Scottish Household Survey 2020: methodology and impact of change in mode

The methodology report for the Scottish Household Survey 2020 telephone survey which discusses the impact of the change in mode.

This document is part of 2 collections

Chapter 3: Summary of previous literature on mode effects

This chapter gives a short summary of previous literature on mode effects and survey error by way of an introduction to how we explore the impact of the change of approach to the SHS on the quality of the survey estimates.

When we refer to mode it is important to note that there is a distinction between the mode that people are approached to take part in the survey and the mode of interview.

Table 3.1 Summary of mode difference by approach
Traditional SHS approach Revised Push-to-Telephone/video approach
Mode of approach Face-to-face (repeated calls, preceded by an advance letter and leaflet) Opt-in only: Postal invite (letter with leaflet plus two reminders) AND Telephone matched sample: Telephone recruitment (letter and leaflet followed by telephone recruitment where possible).
Mode of interview Face-to-face (in-home, CAPI) Telephone OR Video (Microsoft Teams).

The revised design for the SHS relied on approaching respondents in a different way from previously. Instead of interviewers visiting addresses face-to-face and persuading people to take part in conversation on the doorstep, either a) people opted-in via an online portal in response to advance letters or b) interviewers attempted to get agreement by telephone for the portion of the sample for which telephone numbers had been successfully matched to the sampled address.

The mode by which interviews were undertaken also changed. All interviews pre-lockdown were conducted face-to-face in-home. With no interviewer travel allowed, interviews in the revised design were conducted either by telephone or by video (one-way Microsoft Teams - so that the respondent could see the interviewer, but the interviewer could not see the respondent). The change in mode of interview may have shaped how people responded to questions. This is likely to have had the greatest impact on questions that relied heavily on showcards.

Mode effect and the Total Survey Error Framework

Mode effects can impact the quality of survey estimates in a number of ways. In assessing this, it is useful to refer to the Total Survey Error (TSE) Framework, the generally accepted approach for assessing survey quality. The TSE approach identifies all possible errors that can arise at each stage of the survey process and provides a systematic basis for structuring consideration of mode effects. The survey process is divided into two main strands: a representation strand and a measurement strand.

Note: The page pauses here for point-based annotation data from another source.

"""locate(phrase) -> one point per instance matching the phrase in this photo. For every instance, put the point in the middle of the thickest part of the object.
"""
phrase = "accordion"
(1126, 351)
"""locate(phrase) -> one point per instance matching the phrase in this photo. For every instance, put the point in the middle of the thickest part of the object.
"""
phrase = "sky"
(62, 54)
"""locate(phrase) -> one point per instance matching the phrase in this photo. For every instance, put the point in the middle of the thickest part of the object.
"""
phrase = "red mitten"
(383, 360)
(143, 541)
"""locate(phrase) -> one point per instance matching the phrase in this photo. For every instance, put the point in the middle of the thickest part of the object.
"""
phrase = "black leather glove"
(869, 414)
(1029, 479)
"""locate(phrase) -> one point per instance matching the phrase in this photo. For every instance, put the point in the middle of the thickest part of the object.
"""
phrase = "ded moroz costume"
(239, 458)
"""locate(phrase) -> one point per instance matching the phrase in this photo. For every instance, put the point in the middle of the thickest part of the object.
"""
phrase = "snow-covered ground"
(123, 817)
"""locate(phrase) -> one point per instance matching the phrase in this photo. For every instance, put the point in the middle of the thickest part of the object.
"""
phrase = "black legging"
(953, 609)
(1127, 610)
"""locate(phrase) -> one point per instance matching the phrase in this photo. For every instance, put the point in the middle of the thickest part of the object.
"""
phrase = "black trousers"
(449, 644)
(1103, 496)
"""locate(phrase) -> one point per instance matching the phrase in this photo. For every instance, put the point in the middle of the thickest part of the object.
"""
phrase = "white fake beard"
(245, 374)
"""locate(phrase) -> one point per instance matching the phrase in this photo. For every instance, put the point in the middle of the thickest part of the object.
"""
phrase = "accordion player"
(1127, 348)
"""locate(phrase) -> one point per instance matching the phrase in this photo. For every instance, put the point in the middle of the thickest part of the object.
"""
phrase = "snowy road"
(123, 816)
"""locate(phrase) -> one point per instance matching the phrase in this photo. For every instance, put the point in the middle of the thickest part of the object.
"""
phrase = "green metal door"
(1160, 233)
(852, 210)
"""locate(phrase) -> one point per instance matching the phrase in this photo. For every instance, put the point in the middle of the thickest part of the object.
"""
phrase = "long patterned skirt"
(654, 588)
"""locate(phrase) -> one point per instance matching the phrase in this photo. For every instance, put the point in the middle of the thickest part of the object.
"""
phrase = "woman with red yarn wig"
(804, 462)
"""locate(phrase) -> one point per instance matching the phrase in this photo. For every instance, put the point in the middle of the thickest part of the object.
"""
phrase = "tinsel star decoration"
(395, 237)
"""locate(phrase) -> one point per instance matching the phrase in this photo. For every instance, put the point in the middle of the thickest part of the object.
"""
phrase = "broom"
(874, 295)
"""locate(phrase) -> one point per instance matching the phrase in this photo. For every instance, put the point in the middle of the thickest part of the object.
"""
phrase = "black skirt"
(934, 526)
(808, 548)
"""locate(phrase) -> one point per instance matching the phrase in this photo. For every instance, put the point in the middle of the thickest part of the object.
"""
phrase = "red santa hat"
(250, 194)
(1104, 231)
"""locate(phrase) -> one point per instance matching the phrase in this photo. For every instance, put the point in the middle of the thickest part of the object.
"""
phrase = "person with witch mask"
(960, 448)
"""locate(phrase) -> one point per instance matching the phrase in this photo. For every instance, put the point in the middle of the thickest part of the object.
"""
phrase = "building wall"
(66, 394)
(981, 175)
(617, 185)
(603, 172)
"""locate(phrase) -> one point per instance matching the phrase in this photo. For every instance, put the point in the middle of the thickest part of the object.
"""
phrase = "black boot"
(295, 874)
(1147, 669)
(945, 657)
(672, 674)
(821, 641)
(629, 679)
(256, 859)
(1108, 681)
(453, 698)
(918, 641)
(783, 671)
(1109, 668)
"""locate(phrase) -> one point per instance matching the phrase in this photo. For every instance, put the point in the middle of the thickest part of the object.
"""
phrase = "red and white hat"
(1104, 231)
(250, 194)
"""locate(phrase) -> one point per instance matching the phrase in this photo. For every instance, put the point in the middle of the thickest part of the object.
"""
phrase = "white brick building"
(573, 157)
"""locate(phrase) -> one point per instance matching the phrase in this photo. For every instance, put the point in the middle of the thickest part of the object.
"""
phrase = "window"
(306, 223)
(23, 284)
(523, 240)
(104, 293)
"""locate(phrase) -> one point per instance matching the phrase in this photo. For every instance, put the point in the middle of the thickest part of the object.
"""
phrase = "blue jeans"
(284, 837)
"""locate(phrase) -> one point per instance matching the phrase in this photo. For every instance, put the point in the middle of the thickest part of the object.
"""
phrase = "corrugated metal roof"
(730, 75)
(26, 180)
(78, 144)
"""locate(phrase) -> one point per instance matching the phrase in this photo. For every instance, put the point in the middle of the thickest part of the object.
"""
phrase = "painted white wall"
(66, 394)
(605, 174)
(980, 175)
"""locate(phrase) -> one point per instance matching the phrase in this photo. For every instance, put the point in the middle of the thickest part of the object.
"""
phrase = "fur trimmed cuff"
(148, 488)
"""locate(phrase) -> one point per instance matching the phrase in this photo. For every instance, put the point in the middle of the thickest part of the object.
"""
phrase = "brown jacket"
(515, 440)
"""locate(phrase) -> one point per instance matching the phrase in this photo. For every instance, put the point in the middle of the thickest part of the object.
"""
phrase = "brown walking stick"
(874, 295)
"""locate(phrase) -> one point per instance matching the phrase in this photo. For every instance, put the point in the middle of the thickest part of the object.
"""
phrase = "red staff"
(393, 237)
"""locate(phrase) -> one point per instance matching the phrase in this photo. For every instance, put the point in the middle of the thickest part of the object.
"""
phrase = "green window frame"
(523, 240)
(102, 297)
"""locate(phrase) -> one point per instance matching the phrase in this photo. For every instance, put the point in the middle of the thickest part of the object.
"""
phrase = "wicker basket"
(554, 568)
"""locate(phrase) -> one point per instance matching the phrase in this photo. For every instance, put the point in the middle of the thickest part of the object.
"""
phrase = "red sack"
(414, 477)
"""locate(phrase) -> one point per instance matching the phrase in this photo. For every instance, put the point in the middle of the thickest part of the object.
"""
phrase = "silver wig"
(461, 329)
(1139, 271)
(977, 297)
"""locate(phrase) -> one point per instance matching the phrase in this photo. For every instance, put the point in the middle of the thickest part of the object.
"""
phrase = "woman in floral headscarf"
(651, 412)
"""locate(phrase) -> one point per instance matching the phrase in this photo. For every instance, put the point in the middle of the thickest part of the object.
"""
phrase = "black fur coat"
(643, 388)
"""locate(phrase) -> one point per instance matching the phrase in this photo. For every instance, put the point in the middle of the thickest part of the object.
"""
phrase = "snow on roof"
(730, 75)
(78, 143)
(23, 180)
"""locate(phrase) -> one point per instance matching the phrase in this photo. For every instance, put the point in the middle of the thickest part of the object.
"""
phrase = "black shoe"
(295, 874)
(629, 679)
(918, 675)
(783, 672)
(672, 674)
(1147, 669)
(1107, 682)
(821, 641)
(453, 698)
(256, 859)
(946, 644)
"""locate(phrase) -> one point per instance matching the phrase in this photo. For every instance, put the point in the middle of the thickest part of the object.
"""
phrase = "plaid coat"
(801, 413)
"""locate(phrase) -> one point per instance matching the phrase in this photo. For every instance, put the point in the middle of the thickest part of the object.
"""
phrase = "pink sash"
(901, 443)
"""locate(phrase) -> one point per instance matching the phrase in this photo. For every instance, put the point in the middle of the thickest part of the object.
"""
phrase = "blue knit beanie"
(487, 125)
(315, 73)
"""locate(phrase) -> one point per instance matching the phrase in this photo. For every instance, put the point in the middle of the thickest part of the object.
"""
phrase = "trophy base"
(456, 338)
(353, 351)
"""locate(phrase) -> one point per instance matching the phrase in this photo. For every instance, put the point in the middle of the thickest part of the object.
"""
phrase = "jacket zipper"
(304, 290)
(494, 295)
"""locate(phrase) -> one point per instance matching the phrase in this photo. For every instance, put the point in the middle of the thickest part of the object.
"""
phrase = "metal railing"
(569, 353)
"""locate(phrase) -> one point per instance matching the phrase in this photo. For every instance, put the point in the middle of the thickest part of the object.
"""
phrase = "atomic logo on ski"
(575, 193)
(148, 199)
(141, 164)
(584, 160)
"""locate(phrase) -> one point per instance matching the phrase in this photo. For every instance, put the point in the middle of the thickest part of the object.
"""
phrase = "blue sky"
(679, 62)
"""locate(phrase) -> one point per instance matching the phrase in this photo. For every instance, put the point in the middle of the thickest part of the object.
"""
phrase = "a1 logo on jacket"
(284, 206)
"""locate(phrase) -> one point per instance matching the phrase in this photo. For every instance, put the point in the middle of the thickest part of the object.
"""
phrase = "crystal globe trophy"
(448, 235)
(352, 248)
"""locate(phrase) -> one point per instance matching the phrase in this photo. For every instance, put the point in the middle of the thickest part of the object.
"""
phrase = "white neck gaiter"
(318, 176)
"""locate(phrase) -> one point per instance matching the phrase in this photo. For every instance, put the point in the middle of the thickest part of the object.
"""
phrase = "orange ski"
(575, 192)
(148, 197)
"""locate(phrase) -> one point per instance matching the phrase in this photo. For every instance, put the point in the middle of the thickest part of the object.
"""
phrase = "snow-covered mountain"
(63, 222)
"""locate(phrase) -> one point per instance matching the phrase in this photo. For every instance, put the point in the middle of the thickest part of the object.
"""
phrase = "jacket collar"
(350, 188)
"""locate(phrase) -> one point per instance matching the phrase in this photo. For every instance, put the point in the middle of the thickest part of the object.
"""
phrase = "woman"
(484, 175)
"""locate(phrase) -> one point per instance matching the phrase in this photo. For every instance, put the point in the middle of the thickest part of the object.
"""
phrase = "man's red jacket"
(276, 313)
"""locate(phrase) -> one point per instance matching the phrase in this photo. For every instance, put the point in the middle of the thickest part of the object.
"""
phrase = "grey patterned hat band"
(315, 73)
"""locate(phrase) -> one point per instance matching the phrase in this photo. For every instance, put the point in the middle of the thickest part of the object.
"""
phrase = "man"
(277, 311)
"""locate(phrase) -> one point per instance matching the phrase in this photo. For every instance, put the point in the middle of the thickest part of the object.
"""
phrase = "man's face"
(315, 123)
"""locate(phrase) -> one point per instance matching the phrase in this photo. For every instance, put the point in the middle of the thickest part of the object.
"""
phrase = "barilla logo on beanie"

The relationship between survey process and error type is shown in Figure 3.1.

Figure 3.1 Total Survey Error framework

This figure displays the Total Survey approach, identifying all possible errors in two strands. Firstly, measurement - this includes validity, measurement error and processing error. And secondly, representation - this includes coverage error, sampling error, non-response error and adjustment error.

Mode effects tend to impact survey estimates because of the difference they make to who responds and on what they report. That is, different modes of data collection often differ both in terms of coverage and nonresponse, on the one hand, and in terms of measurement error, on the other. We discuss each in turn.

Non-response error

Social survey samples are normally designed so that if everyone responded, the sample would be an accurate representation of the whole population of interest. Non-response bias is where those who take part in a survey are different from those who do not. This can mean that the survey participants are not representative of the whole population of interest. An example of this would be if interviewers only approached households during working hours. In this case, the likelihood of obtaining interviews with retired people would be considerably higher than the likelihood of interviewing the employed population, leading to skewed data.

Research that is dependent upon voluntary participation is always vulnerable to this type of bias and surveys such as the Scottish Household Survey are designed to reduce the potential for non-response bias. This is done by maximizing the response rate and trying to ensure that it is not more difficult for some groups than others to take part. The traditional face-to-face methodology required interviewers to make at least six visits to each address, on different days and at different times, to establish contact. Moreover, most cases that were unproductive at first issue were then reissued to a second and potentially a third interviewer to try to convert to a successful interview.

The SHS response rate has been consistently higher than the average achieved by other comparable surveys (See Figure 3.2) over the last decade.

Figure 3.2 Scottish Household Survey response rate over time compared to trend in all random probability surveys in Scotland/ UK

A graph showing the trend of response rate of the SHS (yellow) and all random probability surveys in Scotland/UK (black) over time between 2001 and 2019. The black line has declined more sharply (down 12%) than the yellow line (down 4%) in that time. The yellow line varies more from a straight line than does the black line but is consistently above the black line.

The wider literature on non-response bias and mode effects has emphasised that a high response rate does not necessarily create a quality, unbiased survey sample. Instead, it depends on the patterns of who participates. For example, Groves and Peytcheva (2008) make the distinction between three types of missing data: 'missing at completely random', 'missing at random', or 'non-ignorable'.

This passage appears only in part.